[Mpi3-rma] Alternative RMA discussion

Sun Dec 13 00:28:56 CST 2009

Torsten,
        Thanks for taking the initiative in looking into whether the current spec can be modified to meet the desired requirements.
Some comments:

* If MPI_RMA_QUERY indicates that the system is cache coherent, it reduces the need for the user to call synchronization functions,
particularly if we leave it up to the application to know when the target memory is ready to be accessed. Since one of the
criticisms of the current interface is too many synchronization functions, it may be worth looking into whether the synchronization
requirements can be relaxed in some way in the cache coherent case.

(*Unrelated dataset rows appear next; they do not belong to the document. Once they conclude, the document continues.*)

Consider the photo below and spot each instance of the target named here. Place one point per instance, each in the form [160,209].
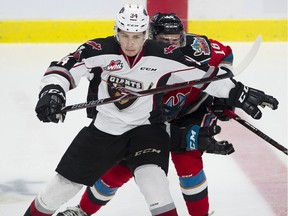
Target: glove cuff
[53,89]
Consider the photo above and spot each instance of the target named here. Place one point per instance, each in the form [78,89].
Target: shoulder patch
[94,45]
[200,46]
[169,49]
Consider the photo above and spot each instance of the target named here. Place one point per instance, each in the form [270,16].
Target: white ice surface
[30,150]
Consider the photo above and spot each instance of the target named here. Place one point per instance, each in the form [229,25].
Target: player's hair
[132,18]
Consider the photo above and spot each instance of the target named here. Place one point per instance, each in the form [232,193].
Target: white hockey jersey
[156,65]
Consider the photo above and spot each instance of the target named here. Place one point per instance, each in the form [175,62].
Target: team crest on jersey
[114,65]
[117,86]
[94,45]
[169,49]
[200,46]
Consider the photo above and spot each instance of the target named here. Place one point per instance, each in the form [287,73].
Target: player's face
[173,39]
[131,42]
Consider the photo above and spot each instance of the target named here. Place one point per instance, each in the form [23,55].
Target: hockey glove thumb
[51,100]
[249,99]
[202,138]
[218,108]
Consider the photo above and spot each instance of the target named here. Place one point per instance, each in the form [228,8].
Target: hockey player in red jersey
[186,110]
[131,132]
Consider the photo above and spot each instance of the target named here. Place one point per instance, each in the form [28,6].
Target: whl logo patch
[114,65]
[115,89]
[200,46]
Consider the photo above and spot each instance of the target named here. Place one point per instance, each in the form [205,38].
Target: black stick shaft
[145,92]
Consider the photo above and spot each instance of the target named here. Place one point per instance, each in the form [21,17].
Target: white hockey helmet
[132,18]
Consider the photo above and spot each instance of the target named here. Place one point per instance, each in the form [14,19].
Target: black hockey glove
[219,106]
[202,138]
[249,99]
[51,100]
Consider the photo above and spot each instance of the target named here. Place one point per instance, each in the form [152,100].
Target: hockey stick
[130,95]
[246,124]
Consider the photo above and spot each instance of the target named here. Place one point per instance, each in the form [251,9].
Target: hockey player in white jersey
[130,131]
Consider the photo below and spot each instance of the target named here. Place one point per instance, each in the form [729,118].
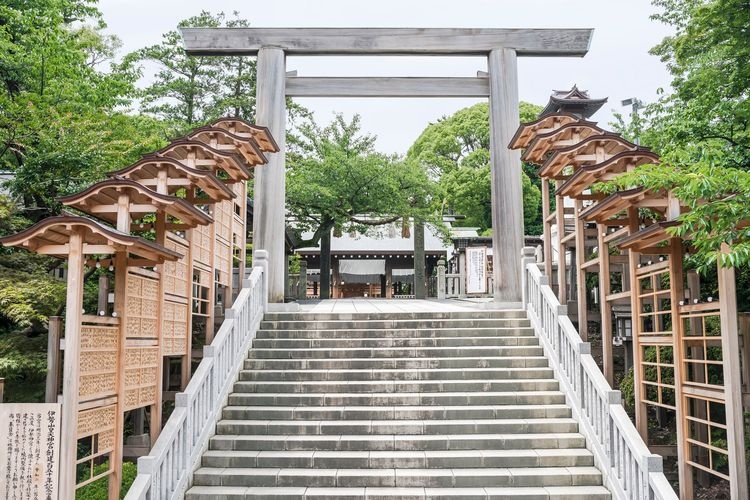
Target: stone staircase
[457,405]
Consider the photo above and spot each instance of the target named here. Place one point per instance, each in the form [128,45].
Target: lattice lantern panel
[201,239]
[223,220]
[141,376]
[141,307]
[98,361]
[176,278]
[223,262]
[174,328]
[656,341]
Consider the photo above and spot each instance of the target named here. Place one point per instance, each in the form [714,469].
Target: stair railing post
[441,284]
[260,259]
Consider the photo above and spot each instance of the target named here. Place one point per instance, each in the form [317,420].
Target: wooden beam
[71,382]
[732,381]
[387,87]
[401,41]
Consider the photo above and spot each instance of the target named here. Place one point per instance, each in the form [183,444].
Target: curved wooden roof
[585,153]
[51,236]
[179,176]
[100,200]
[567,135]
[607,170]
[648,237]
[203,156]
[527,131]
[612,205]
[224,140]
[243,128]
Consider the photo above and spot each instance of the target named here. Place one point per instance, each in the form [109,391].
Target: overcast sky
[618,65]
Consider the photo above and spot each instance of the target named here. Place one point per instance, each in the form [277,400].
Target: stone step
[247,426]
[391,399]
[396,332]
[425,478]
[395,352]
[393,386]
[436,412]
[320,316]
[371,493]
[428,459]
[278,343]
[363,324]
[396,442]
[397,363]
[396,374]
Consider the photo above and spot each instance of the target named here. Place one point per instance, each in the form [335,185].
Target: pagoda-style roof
[590,151]
[200,155]
[527,131]
[224,140]
[648,237]
[179,176]
[101,199]
[575,101]
[243,128]
[567,135]
[607,170]
[51,236]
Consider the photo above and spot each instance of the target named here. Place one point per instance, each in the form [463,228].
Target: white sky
[618,65]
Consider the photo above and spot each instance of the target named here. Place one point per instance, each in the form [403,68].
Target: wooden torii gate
[501,47]
[685,346]
[171,231]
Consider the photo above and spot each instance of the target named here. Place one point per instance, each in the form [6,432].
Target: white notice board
[476,270]
[29,450]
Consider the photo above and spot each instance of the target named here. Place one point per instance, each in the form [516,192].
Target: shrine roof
[559,138]
[247,146]
[648,237]
[51,236]
[561,100]
[179,176]
[586,176]
[527,131]
[585,153]
[205,156]
[244,128]
[101,199]
[612,205]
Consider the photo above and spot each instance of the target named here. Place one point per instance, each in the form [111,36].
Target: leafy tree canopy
[701,127]
[456,150]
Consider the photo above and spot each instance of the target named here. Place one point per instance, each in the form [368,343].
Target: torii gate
[500,46]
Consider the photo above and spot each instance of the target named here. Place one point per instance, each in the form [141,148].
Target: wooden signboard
[29,451]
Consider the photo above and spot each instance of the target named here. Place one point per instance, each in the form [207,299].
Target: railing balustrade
[166,472]
[630,470]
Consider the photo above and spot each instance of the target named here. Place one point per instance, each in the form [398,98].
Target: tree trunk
[325,265]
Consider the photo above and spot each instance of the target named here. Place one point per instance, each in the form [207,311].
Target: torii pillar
[270,182]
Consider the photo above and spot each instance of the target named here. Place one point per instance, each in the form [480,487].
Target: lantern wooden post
[53,359]
[71,383]
[732,381]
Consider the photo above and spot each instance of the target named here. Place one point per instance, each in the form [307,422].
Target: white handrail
[630,470]
[166,472]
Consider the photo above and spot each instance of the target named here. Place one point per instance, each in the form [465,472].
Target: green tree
[61,119]
[456,150]
[700,127]
[189,90]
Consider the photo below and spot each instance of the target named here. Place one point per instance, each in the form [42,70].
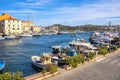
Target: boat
[2,38]
[36,34]
[42,62]
[26,35]
[2,65]
[61,52]
[9,37]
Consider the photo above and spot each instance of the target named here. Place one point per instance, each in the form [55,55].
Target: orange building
[35,29]
[27,26]
[10,25]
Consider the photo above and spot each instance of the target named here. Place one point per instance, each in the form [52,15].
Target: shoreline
[80,66]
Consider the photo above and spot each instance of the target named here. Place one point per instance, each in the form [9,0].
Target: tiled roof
[6,16]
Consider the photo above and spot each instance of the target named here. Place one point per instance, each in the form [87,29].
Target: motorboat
[2,65]
[9,37]
[2,38]
[42,62]
[27,35]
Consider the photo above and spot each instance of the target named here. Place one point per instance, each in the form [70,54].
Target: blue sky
[67,12]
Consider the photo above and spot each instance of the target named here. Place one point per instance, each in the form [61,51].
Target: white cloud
[98,12]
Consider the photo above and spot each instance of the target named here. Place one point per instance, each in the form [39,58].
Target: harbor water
[17,53]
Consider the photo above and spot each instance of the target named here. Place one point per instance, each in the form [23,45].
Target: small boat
[36,34]
[9,37]
[2,38]
[42,62]
[26,35]
[2,65]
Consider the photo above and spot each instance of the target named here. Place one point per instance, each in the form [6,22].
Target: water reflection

* In Dan Bonachea's paper on why MPI-2 RMA is not useful for implementing PGAS languages
(www.eecs.berkeley.edu/~bonachea/upc/bonachea-duell-mpi.pdf), he says that he can only use passive-target RMA because the target
cannot be expected to participate in the RMA. One of his complaints is that lock-unlock must be called separately for each target
process, which serializes accesses to multiple targets. This gets back to the issue of synchronization requirements.

* In the MPI_Win_create_local case, how would you communicate the MPI_Win object? It would need a new MPI_WIN datatype I think.
Also, does MPI_Win_create_local need a communicator argument?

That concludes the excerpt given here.